One price isn’t right: ACCC proposes to deny authorisation of minimum pricing for electrical goods
What do Bing Lee, David Jones, JB Hi-Fi, Radio Rentals and Winning Appliances all have in common? They’re all members of the National Associated Retail Traders of Australia (“NARTA”), a large independent electrical buying group.
In September 2012, NARTA applied for a 10 year authorisation for a provision of its Code of Conduct under which members would agree to abide by any minimum “advertising price” set by NARTA. In other words, for certain brands of electrical goods like dishwashers, fridges and washing machines, the price in your local DJ’s, JB Hi-Fi and Bing Lee catalogues wouldn’t be below the specified price.
NARTA’s justification for setting a minimum advertising price included that:
- that the advertised price of electrical goods was commonly “significantly divorced” from actual sale prices because a number of retailers offer customers the opportunity to negotiate a “better deal”;
- only a small proportion of items were covered and NARTA members did not have to stock those items; and
- NARTA members are currently disadvantaged compared to single-banner and corporate retail groups like Harvey Norman and the Good Guys, who can offer wholesale suppliers greater retail pricing consistency (as well as consistency in respect of marketing generally) making them more likely to be able to secure exclusive wholesale supply arrangements.
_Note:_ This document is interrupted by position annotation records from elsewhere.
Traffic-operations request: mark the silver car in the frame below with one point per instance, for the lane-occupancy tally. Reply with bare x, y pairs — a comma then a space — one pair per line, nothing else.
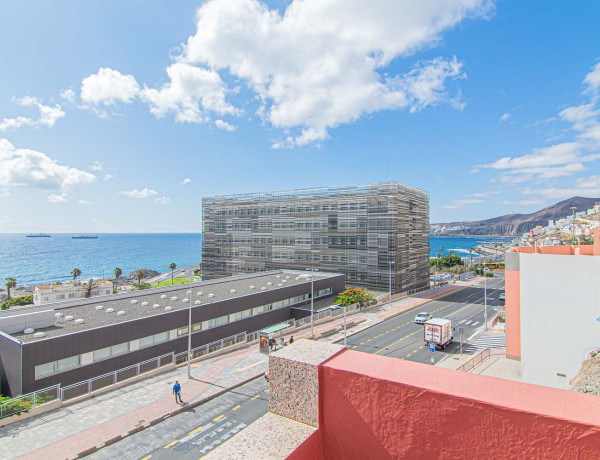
422, 317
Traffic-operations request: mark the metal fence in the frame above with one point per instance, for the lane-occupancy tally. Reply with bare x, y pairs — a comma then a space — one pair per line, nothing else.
24, 403
113, 378
475, 360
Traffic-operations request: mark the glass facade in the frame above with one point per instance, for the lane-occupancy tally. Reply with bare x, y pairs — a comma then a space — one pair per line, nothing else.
377, 235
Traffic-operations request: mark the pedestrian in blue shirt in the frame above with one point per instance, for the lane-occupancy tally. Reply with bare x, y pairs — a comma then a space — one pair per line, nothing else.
177, 391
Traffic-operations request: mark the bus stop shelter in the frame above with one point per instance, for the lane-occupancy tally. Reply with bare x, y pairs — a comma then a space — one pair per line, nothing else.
267, 334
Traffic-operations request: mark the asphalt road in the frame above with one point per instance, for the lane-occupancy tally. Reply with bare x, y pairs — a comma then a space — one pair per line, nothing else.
194, 433
400, 337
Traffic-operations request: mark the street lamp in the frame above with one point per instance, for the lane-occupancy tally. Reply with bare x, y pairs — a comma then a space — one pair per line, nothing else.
312, 299
189, 292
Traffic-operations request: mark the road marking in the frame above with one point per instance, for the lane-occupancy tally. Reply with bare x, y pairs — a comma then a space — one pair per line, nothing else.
248, 367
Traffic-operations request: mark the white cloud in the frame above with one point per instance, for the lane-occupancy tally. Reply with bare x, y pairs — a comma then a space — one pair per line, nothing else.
314, 66
107, 87
48, 115
57, 198
191, 92
24, 167
139, 194
457, 204
68, 95
224, 125
96, 166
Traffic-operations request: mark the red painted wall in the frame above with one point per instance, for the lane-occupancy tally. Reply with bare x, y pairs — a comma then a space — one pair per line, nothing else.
373, 407
310, 449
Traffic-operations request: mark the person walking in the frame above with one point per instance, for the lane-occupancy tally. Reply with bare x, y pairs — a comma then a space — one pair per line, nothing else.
177, 391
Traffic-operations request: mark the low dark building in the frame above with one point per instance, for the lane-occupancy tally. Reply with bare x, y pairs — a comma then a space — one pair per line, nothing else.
69, 342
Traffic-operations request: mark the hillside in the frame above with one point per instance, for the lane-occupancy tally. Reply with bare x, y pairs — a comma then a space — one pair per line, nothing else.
515, 224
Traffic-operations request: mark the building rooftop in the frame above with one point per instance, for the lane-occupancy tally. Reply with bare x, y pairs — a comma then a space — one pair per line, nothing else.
153, 302
361, 189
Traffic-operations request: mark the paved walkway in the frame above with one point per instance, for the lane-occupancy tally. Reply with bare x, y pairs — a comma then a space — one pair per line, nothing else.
77, 427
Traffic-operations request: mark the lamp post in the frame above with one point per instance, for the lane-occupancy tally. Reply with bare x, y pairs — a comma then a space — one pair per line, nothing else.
312, 299
189, 292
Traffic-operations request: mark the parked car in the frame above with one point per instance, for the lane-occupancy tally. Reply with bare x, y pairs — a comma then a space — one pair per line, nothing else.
422, 317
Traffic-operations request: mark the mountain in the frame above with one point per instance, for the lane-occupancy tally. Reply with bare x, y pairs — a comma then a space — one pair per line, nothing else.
515, 224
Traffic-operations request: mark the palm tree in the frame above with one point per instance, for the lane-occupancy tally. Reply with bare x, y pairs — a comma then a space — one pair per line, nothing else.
88, 287
139, 275
75, 272
172, 266
10, 283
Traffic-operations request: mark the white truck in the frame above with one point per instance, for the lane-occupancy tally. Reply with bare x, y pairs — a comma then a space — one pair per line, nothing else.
438, 331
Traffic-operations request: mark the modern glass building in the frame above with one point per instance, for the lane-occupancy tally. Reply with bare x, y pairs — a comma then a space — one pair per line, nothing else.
377, 235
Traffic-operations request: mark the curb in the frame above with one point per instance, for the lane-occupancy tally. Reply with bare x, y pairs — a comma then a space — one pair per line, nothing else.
385, 318
135, 430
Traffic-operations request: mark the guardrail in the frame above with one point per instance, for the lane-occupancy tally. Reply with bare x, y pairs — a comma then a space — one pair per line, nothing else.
113, 378
26, 402
475, 360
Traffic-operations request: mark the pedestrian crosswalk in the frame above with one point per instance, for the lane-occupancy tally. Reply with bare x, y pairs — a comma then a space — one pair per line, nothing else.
486, 341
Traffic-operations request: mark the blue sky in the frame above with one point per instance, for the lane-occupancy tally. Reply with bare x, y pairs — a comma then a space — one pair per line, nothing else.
120, 116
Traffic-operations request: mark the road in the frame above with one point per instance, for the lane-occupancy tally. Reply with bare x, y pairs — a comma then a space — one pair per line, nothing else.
400, 337
196, 432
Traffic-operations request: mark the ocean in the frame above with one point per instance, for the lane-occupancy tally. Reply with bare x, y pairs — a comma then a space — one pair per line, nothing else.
44, 260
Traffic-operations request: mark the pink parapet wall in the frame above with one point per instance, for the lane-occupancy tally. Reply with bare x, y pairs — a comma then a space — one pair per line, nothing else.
374, 407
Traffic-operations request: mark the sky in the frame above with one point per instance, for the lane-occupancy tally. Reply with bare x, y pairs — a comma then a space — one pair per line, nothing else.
120, 116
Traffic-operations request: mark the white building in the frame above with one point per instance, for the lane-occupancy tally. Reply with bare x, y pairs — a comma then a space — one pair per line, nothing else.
69, 290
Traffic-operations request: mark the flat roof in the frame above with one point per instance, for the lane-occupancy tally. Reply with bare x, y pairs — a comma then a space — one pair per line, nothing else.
241, 285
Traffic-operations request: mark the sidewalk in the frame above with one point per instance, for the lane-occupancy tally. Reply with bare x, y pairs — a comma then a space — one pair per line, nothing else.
83, 426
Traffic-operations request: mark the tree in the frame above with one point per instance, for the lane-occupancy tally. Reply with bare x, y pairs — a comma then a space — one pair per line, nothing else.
172, 266
75, 272
139, 275
354, 295
89, 286
10, 283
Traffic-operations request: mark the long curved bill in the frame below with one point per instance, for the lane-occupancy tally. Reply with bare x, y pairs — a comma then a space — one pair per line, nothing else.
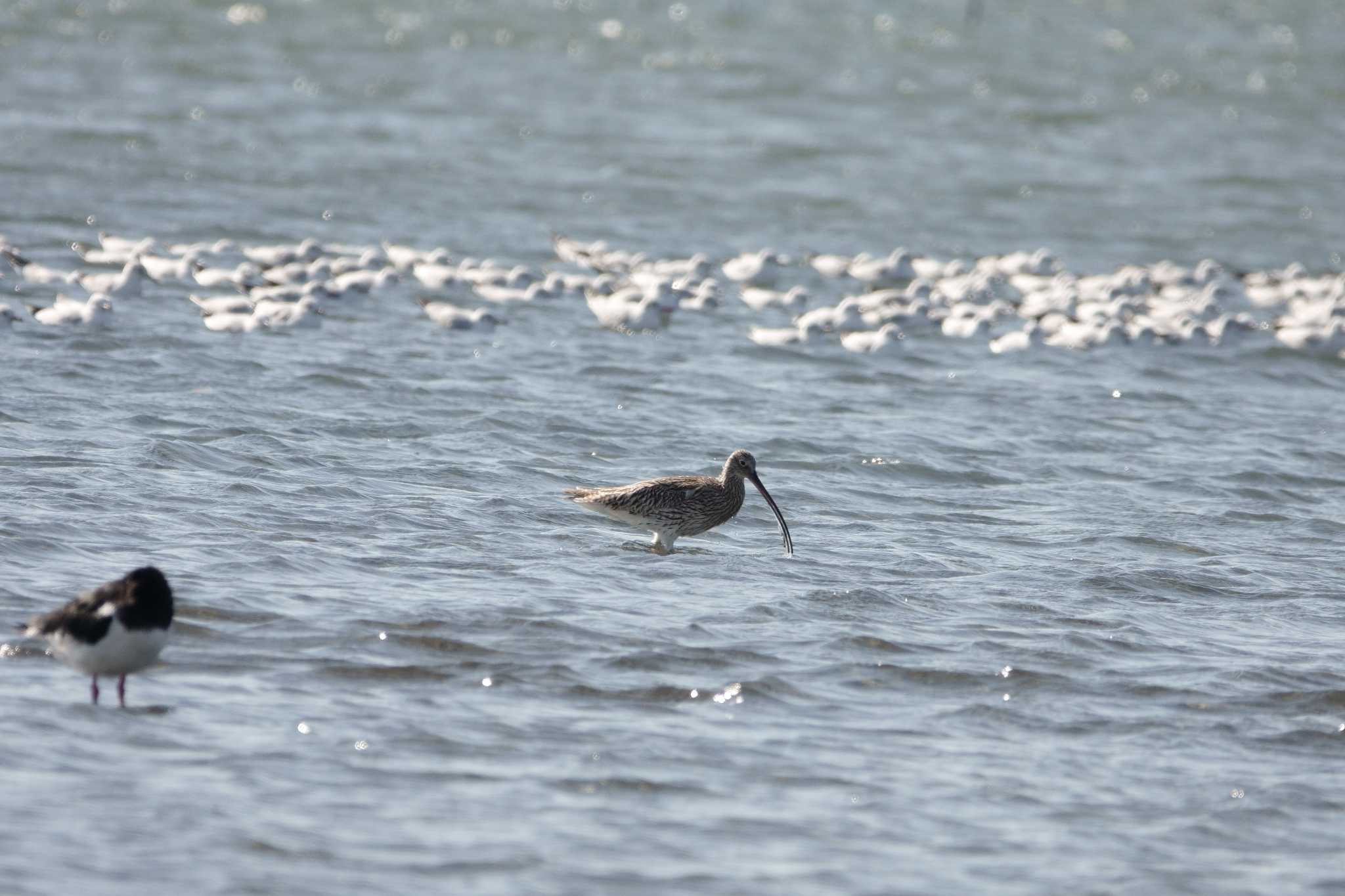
785, 528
NARTA argued that the pricing arrangement would bring benefits for consumers, including that there would be wider brand choice (NARTA holds exclusive supply arrangements with BEKO, which you may have seen around if you’ve been out fridge shopping lately), and that this would stimulate greater retail competition.
The ACCC is not convinced. On 17 January 2013, the ACCC issued a draft determination to deny authorisation. Contrary to NARTA’s application, the ACCC thinks imposing a minimum advertising price is likely to reduce members’ incentives to compete strongly with one another and that the potential for public detriment is significant. The ACCC is not convinced that a minimum advertising price would improve the competitive position of NARTA against other buying groups.
One interesting observation made by the ACCC in its draft determination is the impact of online selling. Although it may be fairly commonplace for retailers to negotiate a better price in store, the ACCC does not consider this to be relevant to online retailing, where, because consumers can quickly compare advertising prices, retailers have an added incentive to offer their lowest price as their advertising price. As well as being a bargain for savvy online shoppers, the ACCC also observed that lower online prices can give consumers greater leverage when negotiating in store.
We will update you when the ACCC releases its final determination.